Foreign income is frequently taxed twice: once in a foreign country and once in Singapore.

Residents of Singapore who pay taxes may be eligible for certain tax reliefs to lessen the effects of double taxation, including:

  • Tax exemption on specified foreign-sourced income, such as foreign-sourced dividends, foreign branch profits, and foreign-sourced service income under Section 13(8) of the Income Tax Act 1947.
  • or reduction in tax imposed on such foreign income that is derived in a jurisdiction that has an Avoidance of Double Taxation Agreement with Singapore
  • Singapore tax due on the same income less international tax credits for taxes paid in the foreign jurisdiction


What is foreign sourced income in Singapore?

Foreign sourced income refers to income earned by a Singapore tax resident or company from outside Singapore.

How do I report my foreign sourced income to the tax authorities in Singapore?

You can report your foreign sourced income in your annual tax return using the relevant sections and schedules provided by the Inland Revenue Authority of Singapore (IRAS). You may also need to provide supporting documentation to verify the source and amount of the foreign income.

What is foreign-sourced income deemed received in Singapore?

When money is deposited into a Singapore bank account, it is typically seen as having been received or sent to Singapore.

A foreign-sourced income, on the other hand, that is neither received nor sent to Singapore will not be subject to Singaporean taxation.

Is foreign-sourced income taxable in Singapore?

In general, foreign income received in Singapore is not taxable unless it is acquired by a Singaporean person through a Singaporean partnership.

How is foreign-sourced income taxed?

Singapore residents may be taxed on foreign-sourced income if it is received in Singapore and is related to their employment, business, or profession. Non-residents who work in Singapore are generally taxed only on income earned in Singapore. However, there are some exceptions and exemptions available, including tax treaties with other countries to prevent double taxation

Is income tax applicable on foreign income?

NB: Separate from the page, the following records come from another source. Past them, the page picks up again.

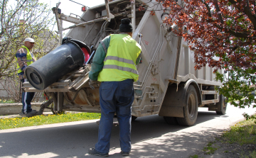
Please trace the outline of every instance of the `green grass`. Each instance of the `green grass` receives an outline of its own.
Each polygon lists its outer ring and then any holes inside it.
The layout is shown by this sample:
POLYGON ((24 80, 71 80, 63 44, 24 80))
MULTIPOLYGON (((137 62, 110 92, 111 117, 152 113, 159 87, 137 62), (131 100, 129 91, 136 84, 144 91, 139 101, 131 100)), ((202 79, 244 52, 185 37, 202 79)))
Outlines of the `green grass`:
POLYGON ((100 113, 79 113, 0 119, 0 130, 100 118, 100 113))
POLYGON ((203 148, 203 151, 205 152, 206 154, 213 154, 215 151, 218 149, 217 147, 213 147, 212 145, 215 142, 210 142, 207 144, 207 147, 203 148))
POLYGON ((191 158, 198 158, 198 155, 195 154, 195 155, 193 155, 193 156, 190 156, 189 157, 191 157, 191 158))
POLYGON ((256 142, 256 125, 253 120, 243 120, 224 132, 223 141, 225 143, 238 143, 240 145, 255 144, 256 142))

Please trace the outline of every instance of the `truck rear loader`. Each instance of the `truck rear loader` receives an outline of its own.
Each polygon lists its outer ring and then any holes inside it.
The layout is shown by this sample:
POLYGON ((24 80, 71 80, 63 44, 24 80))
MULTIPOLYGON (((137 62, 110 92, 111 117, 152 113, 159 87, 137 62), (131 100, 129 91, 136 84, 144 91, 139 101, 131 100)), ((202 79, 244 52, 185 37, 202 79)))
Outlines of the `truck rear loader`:
MULTIPOLYGON (((178 3, 181 5, 181 0, 178 3)), ((62 13, 58 4, 53 11, 59 33, 70 30, 63 45, 46 55, 50 63, 40 59, 28 67, 25 74, 29 82, 24 83, 24 91, 43 91, 50 97, 41 106, 43 109, 53 102, 55 112, 100 113, 99 86, 92 90, 88 84, 90 63, 99 43, 107 35, 118 33, 121 19, 129 18, 134 28, 132 38, 142 50, 137 66, 139 80, 134 83, 132 120, 157 114, 169 124, 193 125, 198 107, 224 115, 227 103, 215 90, 222 84, 214 80, 213 68, 206 66, 195 70, 193 51, 182 37, 174 33, 177 26, 163 23, 165 13, 155 4, 147 0, 105 0, 105 4, 85 6, 80 18, 62 13), (63 21, 73 25, 63 28, 63 21), (86 63, 80 56, 82 47, 90 56, 86 63), (39 63, 38 67, 43 67, 41 70, 36 69, 39 63), (49 67, 43 64, 53 65, 49 67), (46 72, 48 74, 45 75, 46 72)))

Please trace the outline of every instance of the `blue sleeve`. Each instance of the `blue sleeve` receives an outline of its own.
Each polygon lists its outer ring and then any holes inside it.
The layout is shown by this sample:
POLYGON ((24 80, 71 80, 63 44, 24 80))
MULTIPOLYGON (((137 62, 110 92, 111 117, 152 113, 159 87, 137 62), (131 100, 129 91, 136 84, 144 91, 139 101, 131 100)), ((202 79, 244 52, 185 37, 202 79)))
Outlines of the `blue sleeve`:
POLYGON ((15 55, 17 58, 18 64, 21 67, 21 71, 24 71, 28 66, 26 55, 27 50, 22 47, 18 49, 15 55))
MULTIPOLYGON (((107 50, 110 43, 110 35, 106 37, 102 40, 106 49, 107 50)), ((97 80, 97 77, 100 72, 104 66, 104 60, 106 57, 107 52, 101 43, 99 44, 95 56, 92 59, 92 69, 89 72, 89 78, 93 81, 97 80)))

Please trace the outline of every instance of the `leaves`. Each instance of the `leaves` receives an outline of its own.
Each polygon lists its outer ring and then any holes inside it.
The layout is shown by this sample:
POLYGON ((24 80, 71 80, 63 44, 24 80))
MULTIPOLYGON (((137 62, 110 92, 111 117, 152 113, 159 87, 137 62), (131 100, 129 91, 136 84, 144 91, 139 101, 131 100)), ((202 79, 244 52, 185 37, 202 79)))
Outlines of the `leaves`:
POLYGON ((183 36, 194 50, 195 69, 214 67, 216 79, 223 83, 220 92, 232 104, 244 107, 255 103, 251 95, 255 91, 251 86, 256 81, 255 1, 158 1, 168 9, 164 10, 169 15, 164 23, 177 25, 179 28, 173 31, 183 36), (219 74, 220 69, 228 75, 219 74))

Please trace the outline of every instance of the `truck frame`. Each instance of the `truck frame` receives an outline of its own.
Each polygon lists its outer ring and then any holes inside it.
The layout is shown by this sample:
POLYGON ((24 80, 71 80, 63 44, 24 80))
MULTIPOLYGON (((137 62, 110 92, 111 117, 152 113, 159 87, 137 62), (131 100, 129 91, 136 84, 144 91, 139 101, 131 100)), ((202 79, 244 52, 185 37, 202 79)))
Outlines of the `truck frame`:
MULTIPOLYGON (((142 62, 137 66, 139 77, 134 83, 132 120, 158 114, 169 124, 193 125, 198 107, 224 115, 227 103, 215 89, 222 84, 214 80, 213 68, 206 66, 194 69, 193 51, 181 37, 174 33, 177 26, 162 23, 164 11, 155 3, 105 0, 105 4, 87 9, 80 18, 61 13, 59 4, 53 11, 59 33, 70 29, 66 37, 91 46, 91 58, 100 40, 111 33, 118 33, 122 18, 131 19, 132 38, 140 43, 142 49, 142 62), (140 6, 144 10, 140 11, 140 6), (151 13, 153 11, 154 15, 151 13), (74 25, 63 28, 63 21, 74 25)), ((181 1, 178 3, 181 4, 181 1)), ((92 90, 88 84, 91 62, 90 59, 84 67, 67 74, 44 90, 36 89, 28 82, 23 84, 23 89, 43 91, 51 98, 42 105, 43 110, 53 102, 53 111, 100 113, 99 86, 92 90)))

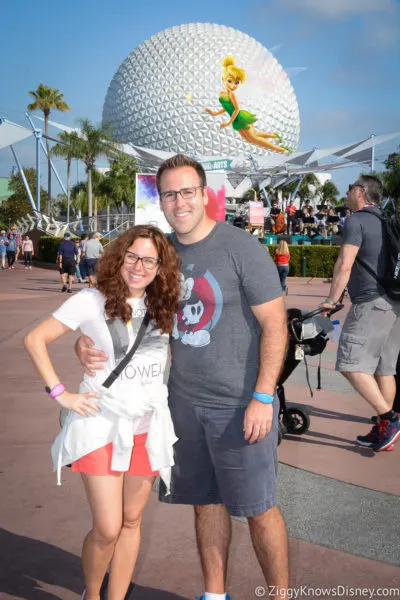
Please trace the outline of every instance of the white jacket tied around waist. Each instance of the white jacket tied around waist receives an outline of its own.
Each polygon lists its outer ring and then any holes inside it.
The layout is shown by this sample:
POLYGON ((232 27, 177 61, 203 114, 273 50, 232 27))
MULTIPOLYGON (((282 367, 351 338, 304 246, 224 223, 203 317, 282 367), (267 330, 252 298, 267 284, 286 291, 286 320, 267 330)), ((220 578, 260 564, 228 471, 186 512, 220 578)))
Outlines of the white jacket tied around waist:
MULTIPOLYGON (((81 383, 79 392, 93 391, 81 383)), ((171 467, 174 464, 173 445, 178 440, 168 408, 167 386, 157 386, 152 396, 130 402, 119 400, 112 391, 101 387, 99 394, 100 411, 93 417, 81 417, 70 411, 63 428, 55 439, 51 455, 53 469, 57 471, 57 485, 61 485, 61 468, 89 452, 112 442, 111 469, 129 469, 135 426, 140 419, 151 414, 147 434, 146 449, 152 471, 159 471, 167 492, 170 492, 171 467)))

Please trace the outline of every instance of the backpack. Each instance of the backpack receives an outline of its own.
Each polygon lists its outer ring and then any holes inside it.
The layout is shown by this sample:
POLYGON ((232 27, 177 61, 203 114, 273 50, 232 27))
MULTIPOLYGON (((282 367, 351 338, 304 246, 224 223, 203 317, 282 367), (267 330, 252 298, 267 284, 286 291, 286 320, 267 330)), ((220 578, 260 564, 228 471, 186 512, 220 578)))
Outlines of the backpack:
POLYGON ((382 223, 382 239, 385 244, 386 269, 384 277, 378 277, 358 256, 356 260, 368 271, 370 275, 383 287, 387 296, 395 302, 400 302, 400 219, 392 218, 387 213, 377 214, 364 208, 362 213, 368 213, 377 217, 382 223))

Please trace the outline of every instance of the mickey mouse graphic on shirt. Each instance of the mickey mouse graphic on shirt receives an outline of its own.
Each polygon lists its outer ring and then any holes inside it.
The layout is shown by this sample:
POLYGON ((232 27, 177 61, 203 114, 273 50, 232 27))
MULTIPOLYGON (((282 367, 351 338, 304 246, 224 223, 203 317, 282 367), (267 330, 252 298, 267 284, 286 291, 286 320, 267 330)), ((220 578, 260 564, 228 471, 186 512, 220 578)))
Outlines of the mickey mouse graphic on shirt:
POLYGON ((188 265, 185 272, 186 276, 181 273, 181 303, 172 337, 186 346, 202 348, 210 343, 211 331, 221 316, 221 288, 210 271, 188 265))

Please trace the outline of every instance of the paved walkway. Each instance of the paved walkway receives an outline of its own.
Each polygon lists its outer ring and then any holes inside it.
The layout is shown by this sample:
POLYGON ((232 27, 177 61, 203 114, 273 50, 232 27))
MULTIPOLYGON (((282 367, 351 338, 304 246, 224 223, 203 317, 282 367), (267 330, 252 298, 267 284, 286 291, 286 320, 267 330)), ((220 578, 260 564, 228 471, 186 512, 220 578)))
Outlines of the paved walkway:
MULTIPOLYGON (((316 279, 291 279, 289 288, 288 307, 315 308, 328 292, 328 284, 316 279)), ((18 265, 0 272, 1 599, 77 600, 82 589, 79 555, 89 512, 78 477, 65 469, 63 486, 56 486, 49 448, 58 409, 43 393, 22 345, 25 333, 64 299, 59 289, 56 271, 27 272, 18 265)), ((75 338, 68 334, 52 348, 69 386, 80 376, 71 352, 75 338)), ((289 401, 311 410, 307 434, 286 436, 279 447, 292 594, 400 598, 400 444, 379 454, 356 447, 353 440, 368 430, 371 411, 334 372, 334 356, 329 343, 323 389, 312 399, 303 365, 286 385, 289 401), (370 590, 362 595, 355 588, 370 590)), ((310 360, 314 386, 316 364, 310 360)), ((228 589, 233 600, 263 597, 247 525, 233 525, 228 589)), ((135 581, 136 600, 193 600, 201 593, 190 507, 160 504, 152 494, 135 581)))

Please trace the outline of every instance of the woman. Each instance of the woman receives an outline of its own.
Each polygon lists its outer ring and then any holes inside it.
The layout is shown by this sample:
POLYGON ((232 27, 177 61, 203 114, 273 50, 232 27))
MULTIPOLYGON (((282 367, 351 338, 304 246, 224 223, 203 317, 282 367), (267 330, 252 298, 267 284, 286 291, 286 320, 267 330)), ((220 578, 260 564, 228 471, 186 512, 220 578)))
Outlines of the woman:
POLYGON ((82 551, 86 589, 99 600, 110 565, 108 600, 125 597, 136 562, 142 512, 155 476, 169 488, 176 441, 164 370, 177 309, 178 257, 166 236, 140 225, 104 252, 97 289, 71 297, 25 338, 25 346, 50 394, 69 415, 52 447, 53 465, 80 472, 93 517, 82 551), (130 363, 112 386, 102 383, 132 346, 146 313, 152 319, 130 363), (64 391, 47 345, 80 328, 109 360, 79 393, 64 391))
POLYGON ((10 231, 10 233, 7 236, 7 242, 6 242, 6 254, 7 254, 7 263, 8 263, 9 269, 15 269, 14 263, 15 263, 16 252, 17 252, 17 238, 16 238, 15 234, 12 231, 10 231))
POLYGON ((22 252, 24 253, 25 269, 32 270, 33 242, 29 239, 29 235, 24 237, 22 242, 22 252))
POLYGON ((286 287, 286 277, 289 275, 290 252, 289 246, 283 240, 279 242, 278 247, 275 251, 275 262, 278 268, 282 290, 287 295, 288 289, 286 287))
POLYGON ((256 115, 248 112, 247 110, 240 110, 239 103, 235 95, 235 91, 238 89, 241 83, 246 80, 246 72, 244 69, 235 66, 235 59, 232 56, 225 56, 222 60, 222 82, 225 89, 221 91, 219 96, 219 103, 222 109, 213 112, 209 108, 204 109, 206 113, 212 117, 223 115, 227 112, 230 115, 229 121, 221 123, 221 129, 232 125, 233 129, 237 131, 246 142, 255 144, 261 148, 267 150, 274 150, 275 152, 290 153, 286 146, 277 146, 268 141, 267 138, 275 141, 282 142, 282 138, 279 133, 267 133, 265 131, 256 131, 253 123, 257 121, 256 115))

If a tax resident of Singapore earns foreign income from employment, business, profession, or vocation that is received in Singapore, that income may be taxable in Singapore. This is known as “remitted income”. 

On the other hand, non-residents of Singapore are generally only subject to tax on income earned in Singapore. However, there are some exceptions, such as if a non-resident individual is a director of a Singapore company and receives director’s fees from that company.

What is foreign-sourced income deemed received in Singapore?

Income derived by a Singaporean corporation in a country other than Singapore is referred to as foreign sourced income. Only if it is received in Singapore, then it is taxable income. Remitted to, transferred, or carried into Singapore are all considered to be received in Singapore.